With the likes of Harvey Weinstein turning his eye (and funds) online, there has been a noticeable change in the coverage of the web series. Industry websites have gone from ‘Is this the destroyer of Broadcast TV?’ to interviews with creators and tips for producing and promoting.
The future is online.
In the years since the rise of big name web series like Dr. Horrible’s Sing-Along Blog following the 2007 writer’s strike, when writers wanted to keep working on professional, quality productions while still supporting the unions, the medium has become legitimate platform for creators of original pieces to both showcase their talent and engage with their audience. It is this sense of community that sets the medium apart from the more traditional options.

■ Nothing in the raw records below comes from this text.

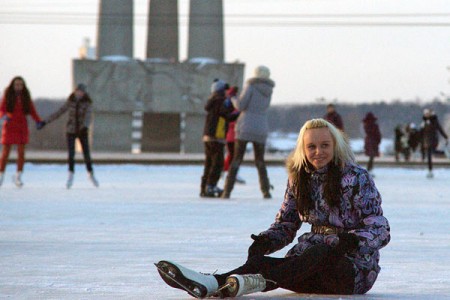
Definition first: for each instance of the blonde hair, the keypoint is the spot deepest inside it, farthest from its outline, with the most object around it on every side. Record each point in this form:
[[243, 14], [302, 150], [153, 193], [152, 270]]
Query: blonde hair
[[342, 153]]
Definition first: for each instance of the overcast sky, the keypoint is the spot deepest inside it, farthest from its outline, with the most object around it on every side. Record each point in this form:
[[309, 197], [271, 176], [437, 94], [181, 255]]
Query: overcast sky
[[349, 50]]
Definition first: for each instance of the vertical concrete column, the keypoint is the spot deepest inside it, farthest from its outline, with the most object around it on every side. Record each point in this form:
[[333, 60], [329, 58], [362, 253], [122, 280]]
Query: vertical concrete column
[[206, 29], [115, 28], [162, 31]]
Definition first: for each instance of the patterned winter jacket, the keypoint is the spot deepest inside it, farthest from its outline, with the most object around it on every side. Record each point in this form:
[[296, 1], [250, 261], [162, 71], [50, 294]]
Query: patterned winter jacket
[[360, 213], [79, 112]]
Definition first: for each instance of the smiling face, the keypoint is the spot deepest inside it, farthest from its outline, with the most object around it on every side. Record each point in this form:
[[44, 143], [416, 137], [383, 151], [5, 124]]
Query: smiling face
[[319, 146]]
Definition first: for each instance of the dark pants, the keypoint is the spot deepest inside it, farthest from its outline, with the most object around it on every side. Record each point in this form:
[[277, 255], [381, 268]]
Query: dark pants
[[213, 163], [239, 151], [429, 152], [318, 270], [83, 138]]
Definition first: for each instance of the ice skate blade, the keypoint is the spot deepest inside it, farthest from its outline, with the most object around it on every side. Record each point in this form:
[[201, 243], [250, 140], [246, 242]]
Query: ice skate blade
[[175, 278]]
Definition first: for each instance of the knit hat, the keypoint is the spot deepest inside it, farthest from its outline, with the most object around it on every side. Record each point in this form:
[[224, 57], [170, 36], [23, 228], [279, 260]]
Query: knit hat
[[218, 86], [81, 87], [262, 72], [370, 117]]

The Ready and Willing Audience
This willingness of the audience to venture outside television shows that it is the quality of the programming that matters most to the audience and not the medium it is shown on. This is where accessibility becomes central to online programming. It needs to be as accessible, if not more so, than television and film. Web series largely rely on word of mouth. You’re not going to stumble upon shows by flicking around. The most well known web series have big names associated with them while other smaller channels and filmmakers may struggle to get those views and exposure. But even if a channel doesn’t reach a high volume of people, the instant feedback, a sense of immediacy and indeed intimacy that can achieved online can be just as important to the maintenance and future of the series. Like the premium cable channels, it can be more about the quality of the audience you are reaching than the quantity when it comes to the likelihood of survival.
Low Cost – High Value
Web series creators are dealing with a unique situation where audiences expect quality writing and acting worthy of ‘real TV’ but can also get away with lower production value because the audience can understand the lack of studio backing for independent channels and lack or resources especially when there are no big names attached. If the writing is good, and a real passion is there, it will find an audience.

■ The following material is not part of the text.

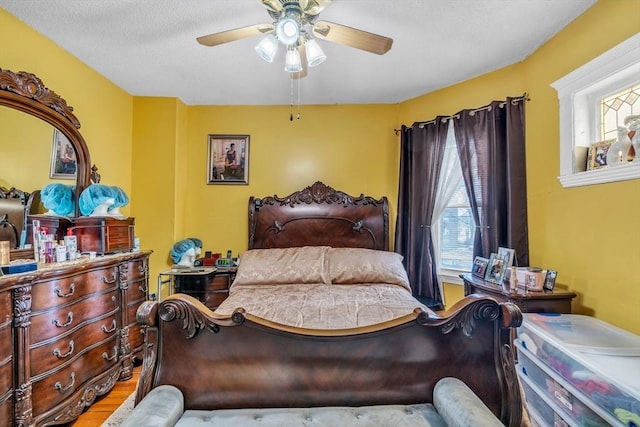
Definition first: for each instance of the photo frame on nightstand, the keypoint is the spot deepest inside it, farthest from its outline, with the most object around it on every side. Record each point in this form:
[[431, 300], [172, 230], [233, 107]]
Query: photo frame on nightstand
[[550, 280], [509, 255], [495, 269], [479, 267]]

Such is the case with this years winner of the Creative Emmy’s Original Interactive Program, The Lizzie Bennet Diaries. A popular online, but little known in the traditional media, web series about a modern take on Austen’s Pride and Prejudice in the form of a video blog with views reaching into the millions for some episodes and a loyal and active fan following. And now, an Emmy. Which is more than some broadcast programs could even dream of. The series has since ended but the team behind it are now working on Emma Approvedtheir take on Austen’s Emma using the same format, bringing with them the hoards of viewers ensuring an instant fan base for the new series.

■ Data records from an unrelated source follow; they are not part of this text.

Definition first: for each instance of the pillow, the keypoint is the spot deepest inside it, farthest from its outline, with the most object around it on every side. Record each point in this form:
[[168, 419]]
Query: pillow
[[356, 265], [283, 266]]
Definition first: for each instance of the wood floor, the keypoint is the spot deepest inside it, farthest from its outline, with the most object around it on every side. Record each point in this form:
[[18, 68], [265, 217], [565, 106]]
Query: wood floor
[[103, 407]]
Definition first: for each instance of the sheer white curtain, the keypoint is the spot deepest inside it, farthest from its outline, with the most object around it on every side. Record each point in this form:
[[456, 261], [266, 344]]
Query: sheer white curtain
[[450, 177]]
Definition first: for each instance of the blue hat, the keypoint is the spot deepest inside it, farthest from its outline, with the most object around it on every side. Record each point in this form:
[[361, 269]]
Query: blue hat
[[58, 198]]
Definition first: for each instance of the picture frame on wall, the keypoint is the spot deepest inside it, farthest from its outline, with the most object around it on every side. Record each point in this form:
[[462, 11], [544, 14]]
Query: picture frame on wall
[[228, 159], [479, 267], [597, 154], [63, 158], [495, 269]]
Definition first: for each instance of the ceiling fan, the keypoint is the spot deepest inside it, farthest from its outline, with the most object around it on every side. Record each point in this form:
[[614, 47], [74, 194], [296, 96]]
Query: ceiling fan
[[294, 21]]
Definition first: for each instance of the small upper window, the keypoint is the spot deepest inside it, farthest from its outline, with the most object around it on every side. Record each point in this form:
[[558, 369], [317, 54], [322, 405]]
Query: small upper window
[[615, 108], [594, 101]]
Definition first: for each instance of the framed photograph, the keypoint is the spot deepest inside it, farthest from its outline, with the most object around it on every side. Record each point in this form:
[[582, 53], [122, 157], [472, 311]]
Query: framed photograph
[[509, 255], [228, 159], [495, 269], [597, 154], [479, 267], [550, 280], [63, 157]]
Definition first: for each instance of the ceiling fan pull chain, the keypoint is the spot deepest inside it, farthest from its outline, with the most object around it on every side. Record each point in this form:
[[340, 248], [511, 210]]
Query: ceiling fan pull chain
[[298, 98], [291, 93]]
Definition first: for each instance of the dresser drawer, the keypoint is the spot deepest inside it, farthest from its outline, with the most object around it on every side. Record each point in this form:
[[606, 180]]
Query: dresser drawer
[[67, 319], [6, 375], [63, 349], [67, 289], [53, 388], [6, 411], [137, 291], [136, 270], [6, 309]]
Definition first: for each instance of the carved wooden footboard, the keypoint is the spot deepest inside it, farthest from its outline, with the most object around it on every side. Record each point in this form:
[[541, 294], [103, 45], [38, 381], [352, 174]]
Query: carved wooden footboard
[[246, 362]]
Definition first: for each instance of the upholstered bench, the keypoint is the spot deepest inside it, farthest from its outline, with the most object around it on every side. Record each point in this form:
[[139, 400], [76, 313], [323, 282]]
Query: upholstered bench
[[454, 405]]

If it’s good enough for Kevin Spacey…
Some series attract viewers just by the name attached to it such as the case with House of Cards and Arrested Development, both exclusive to Netflix subscribers, for a fee. It is not uncommon to hear of people buying a subscription to Netflix for one show in particular, these exclusive new shows usually being the culprit. The most recent hit for the streaming service ‘Orange is the New Black’, generated more views in its first week online than both House of Cards and Arrested Development showing the growth in trust of the audience for the service. It is hard to imagine a large audience for a comparatively small production without the success of House of Cards preceding it.

 Freedom!

The real beauty of the web series is the freedom of the creators in terms of censorship and the restrictions of a film company or broadcast channel. It is available to anyone who wants to experience it, regardless of time and location re-enforcing that sense of community between the creator and the audience. Formats that wouldn’t work within the traditional half hour or hour episode length on television have found a home online. “How-to” instructional videos, vblogs and parodies are a common alternative to narrative storytelling in web series’, giving the filmmaker a broader spectrum of formats to tell the story.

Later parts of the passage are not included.